Bench for the tired. Or tired bench.

Legal limit

Legal limit. Boundary issue.

Rose is a rose

A rose is a rose….

Centered

White clover

I was thinking centered as in the California hippie-dippie meaning.

White rose

Because these pictures aren’t…centered.

Lily spotted pink

First: white clover. Second: clearly a rose, and I think a Cherokee rose. Third: lily.

Clematis dark

Clematis, clematis, clematis. Got it.

Perils of selfie-taking, no. 47

MooU selfie

For an unknown reason, I decided to take an exercise selfie with my handkerchief mask. I am NOT adept at selfie-taking. I tried several backgrounds and camera angles.

Birdsnest

I found a nice dark tree, then I realized I was hearing an angry or upset bird overhead. I looked around. Upset. I moved on…looks like landscaping straw is the principal nest ingredient.

Be happy

Several ways to read this…all positive.

Peachy

I am astounded by this peach. Not much size (like a golf ball plus), but look, it’s blushing.

Architectural still life

Built environment still life with plants.

I am bouyed

Hosta mix

I’m not the first to note this, but: these covid days can blur together #hometogether.

Red lilies

We watched a movie tonight as a palate cleanser: “Hopscotch” (1980) with Walter Matthau and Glenda Jackson, plus a young (as the phrase goes) Sam Waterston…and more. Plenty of laughs.

* Blurred together plants: big hosta leaves, small purple something-blooms, periwinkle leaves, tiny bit of some vine-weed…so four species here, I think.

Not covid infection

Blue white weed
I’ve been seeing tiny blooming weeds lately. Blue/white…something.
Yellow weed flower

Yellow…something.

Dying tree

Noticed these fungi on this heartwood, and thought, “un-oh.”

Tree top

Looked up, and, yup, it’s a dying tree. Sadly.

15 ft is the new 6 ft

Sidewalk tunnel

I traipsed around different streets again, still on foot from the house.
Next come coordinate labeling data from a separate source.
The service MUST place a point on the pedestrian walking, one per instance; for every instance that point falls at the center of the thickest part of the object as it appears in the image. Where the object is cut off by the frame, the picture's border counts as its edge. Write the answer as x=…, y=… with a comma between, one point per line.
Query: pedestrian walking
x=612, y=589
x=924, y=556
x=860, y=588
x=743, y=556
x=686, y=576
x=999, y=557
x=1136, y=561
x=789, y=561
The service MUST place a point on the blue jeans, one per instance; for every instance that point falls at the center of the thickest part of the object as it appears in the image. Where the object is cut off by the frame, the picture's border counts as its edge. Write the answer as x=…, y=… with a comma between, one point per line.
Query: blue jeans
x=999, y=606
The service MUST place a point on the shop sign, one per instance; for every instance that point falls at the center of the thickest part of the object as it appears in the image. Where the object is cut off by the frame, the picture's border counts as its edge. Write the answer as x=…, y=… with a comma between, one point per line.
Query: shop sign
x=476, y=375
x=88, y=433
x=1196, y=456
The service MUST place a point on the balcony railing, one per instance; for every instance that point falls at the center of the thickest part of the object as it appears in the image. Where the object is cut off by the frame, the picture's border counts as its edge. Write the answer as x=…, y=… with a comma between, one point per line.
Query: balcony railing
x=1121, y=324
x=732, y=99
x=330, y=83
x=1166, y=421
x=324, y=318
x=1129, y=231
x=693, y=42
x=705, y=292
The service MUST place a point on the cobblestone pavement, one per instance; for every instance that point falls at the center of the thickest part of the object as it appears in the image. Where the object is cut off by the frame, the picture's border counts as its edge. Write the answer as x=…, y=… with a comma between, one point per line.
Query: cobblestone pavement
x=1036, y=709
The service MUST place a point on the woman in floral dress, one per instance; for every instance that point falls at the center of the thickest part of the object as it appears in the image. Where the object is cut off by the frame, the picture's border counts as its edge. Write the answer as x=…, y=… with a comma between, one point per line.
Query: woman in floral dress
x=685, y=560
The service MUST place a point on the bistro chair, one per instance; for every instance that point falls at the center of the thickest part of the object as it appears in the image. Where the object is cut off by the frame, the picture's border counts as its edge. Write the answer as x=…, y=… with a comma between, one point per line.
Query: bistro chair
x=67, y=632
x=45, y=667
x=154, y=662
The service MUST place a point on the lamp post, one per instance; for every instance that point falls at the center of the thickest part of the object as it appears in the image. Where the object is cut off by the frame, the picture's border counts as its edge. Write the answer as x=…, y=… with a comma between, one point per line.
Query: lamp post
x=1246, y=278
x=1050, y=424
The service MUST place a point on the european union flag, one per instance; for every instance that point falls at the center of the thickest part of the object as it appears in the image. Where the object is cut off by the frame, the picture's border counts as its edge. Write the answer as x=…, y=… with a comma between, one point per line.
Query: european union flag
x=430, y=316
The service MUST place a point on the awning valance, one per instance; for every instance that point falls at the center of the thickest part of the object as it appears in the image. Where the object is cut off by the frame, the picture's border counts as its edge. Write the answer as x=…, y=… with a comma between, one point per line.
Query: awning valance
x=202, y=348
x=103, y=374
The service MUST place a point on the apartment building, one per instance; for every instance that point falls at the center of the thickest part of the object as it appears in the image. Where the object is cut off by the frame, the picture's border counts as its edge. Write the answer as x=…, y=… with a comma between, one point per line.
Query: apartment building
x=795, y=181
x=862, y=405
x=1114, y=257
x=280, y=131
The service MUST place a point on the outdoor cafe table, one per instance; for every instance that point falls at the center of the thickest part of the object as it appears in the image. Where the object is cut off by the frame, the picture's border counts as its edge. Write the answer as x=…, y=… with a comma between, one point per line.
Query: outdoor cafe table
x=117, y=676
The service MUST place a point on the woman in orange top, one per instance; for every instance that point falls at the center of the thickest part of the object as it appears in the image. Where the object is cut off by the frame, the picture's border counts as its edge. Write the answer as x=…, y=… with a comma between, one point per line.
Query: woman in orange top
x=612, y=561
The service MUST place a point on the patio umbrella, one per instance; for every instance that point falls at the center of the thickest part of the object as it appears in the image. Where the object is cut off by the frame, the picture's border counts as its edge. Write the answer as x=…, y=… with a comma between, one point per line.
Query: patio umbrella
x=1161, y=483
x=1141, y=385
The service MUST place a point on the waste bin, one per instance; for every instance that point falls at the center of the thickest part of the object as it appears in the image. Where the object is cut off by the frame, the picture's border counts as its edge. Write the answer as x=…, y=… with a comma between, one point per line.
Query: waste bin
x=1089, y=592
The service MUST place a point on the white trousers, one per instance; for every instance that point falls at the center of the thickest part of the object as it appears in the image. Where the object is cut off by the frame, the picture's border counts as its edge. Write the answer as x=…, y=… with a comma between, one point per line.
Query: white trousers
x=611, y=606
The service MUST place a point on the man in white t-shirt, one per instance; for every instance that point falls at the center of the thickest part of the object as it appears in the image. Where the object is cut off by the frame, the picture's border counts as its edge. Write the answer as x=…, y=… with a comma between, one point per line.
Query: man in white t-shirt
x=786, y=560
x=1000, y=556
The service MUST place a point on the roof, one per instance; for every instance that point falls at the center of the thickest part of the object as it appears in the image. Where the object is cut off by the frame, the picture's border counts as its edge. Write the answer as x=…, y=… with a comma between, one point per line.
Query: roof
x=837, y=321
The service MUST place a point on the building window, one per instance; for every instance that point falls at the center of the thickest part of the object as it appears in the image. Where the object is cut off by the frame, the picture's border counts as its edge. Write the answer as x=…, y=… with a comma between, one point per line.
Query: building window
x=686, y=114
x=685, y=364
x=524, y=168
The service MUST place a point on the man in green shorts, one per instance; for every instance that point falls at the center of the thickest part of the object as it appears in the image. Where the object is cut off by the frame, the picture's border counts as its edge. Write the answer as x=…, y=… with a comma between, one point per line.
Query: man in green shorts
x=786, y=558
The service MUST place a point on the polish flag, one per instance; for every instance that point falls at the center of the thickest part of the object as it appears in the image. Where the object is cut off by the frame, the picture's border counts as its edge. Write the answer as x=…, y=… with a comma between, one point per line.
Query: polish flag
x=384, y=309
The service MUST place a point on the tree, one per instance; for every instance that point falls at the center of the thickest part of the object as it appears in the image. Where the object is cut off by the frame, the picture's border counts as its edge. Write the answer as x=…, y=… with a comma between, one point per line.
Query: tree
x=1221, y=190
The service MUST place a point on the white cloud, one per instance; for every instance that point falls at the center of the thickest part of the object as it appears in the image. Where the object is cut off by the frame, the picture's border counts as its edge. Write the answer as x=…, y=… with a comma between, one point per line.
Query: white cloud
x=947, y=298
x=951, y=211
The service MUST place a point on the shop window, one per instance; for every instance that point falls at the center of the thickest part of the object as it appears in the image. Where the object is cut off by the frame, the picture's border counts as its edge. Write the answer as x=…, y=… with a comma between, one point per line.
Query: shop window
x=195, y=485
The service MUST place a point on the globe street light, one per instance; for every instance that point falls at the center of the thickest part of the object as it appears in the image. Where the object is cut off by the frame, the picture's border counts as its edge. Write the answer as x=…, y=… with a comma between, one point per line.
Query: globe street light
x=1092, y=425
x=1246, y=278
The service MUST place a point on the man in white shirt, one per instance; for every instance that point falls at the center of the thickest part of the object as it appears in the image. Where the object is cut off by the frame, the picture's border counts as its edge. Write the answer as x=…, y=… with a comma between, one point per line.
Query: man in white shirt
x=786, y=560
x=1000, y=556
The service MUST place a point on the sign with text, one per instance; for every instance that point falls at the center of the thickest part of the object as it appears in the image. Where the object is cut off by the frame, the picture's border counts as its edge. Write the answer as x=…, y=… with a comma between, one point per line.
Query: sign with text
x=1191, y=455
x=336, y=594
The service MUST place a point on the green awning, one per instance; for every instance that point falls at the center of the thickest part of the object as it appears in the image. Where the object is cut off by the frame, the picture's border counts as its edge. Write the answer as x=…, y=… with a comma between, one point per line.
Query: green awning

This sidewalk tunnel is within five houses each way of at least two properties that would be put on the market at over a million bucks. Why this sidewalk is ignored is a mystery to me.

Mini park

Not far away, inside a mini-dead-end-loop, I found this teensy almost-park. With resident lichens that are five-star quality.

PI fence hedge

On the return leg, I found this over-vegetated fence, with a poisonous denizen…nasty amounts of PI with ordinary, non-toxic, vines.

BTW, fifteen feet is the social distancing gap recommended if a person is exercising or breathing hard—because those exhale-droplets are projected a far piece under those circumstances. FYI.

Precip reigns (haha)

Unk flowers

Rain this morning, and more coming.

Creek

The creek will rise.

DK rose

A rose is still a rose…

Rose fence

…even if it’s a big plant with lots of blooms.

New growth visual textures

Maple small

The title nails it (if I do say so myself). Decorative maple, with a few seed/helicopters (bright red).

Evergreen new growth

Evergreen showing new green (pushy, up-and-coming, feathery) and old green (tired, monotonous, inflexible).

Hedge new leaves

Hedge-trimmed something…with a few blossoms…rather a mixer.

Found objects

Peeking chipmunk

“Found objects” is a bit of a stretch, although it gets at what I’m thinking…. A chipmunk is not an object. You can quote me.

Painted rock

Artsy rock. Is this an Easter thing, to paint rocks and put them out instead of eggs?

Cement pond

Cement pond. The maroon color is from an Acer palmatum looming over the pond. Interesting light filter.

Orange metal paint

Another metallic paint study: burnt orange this time.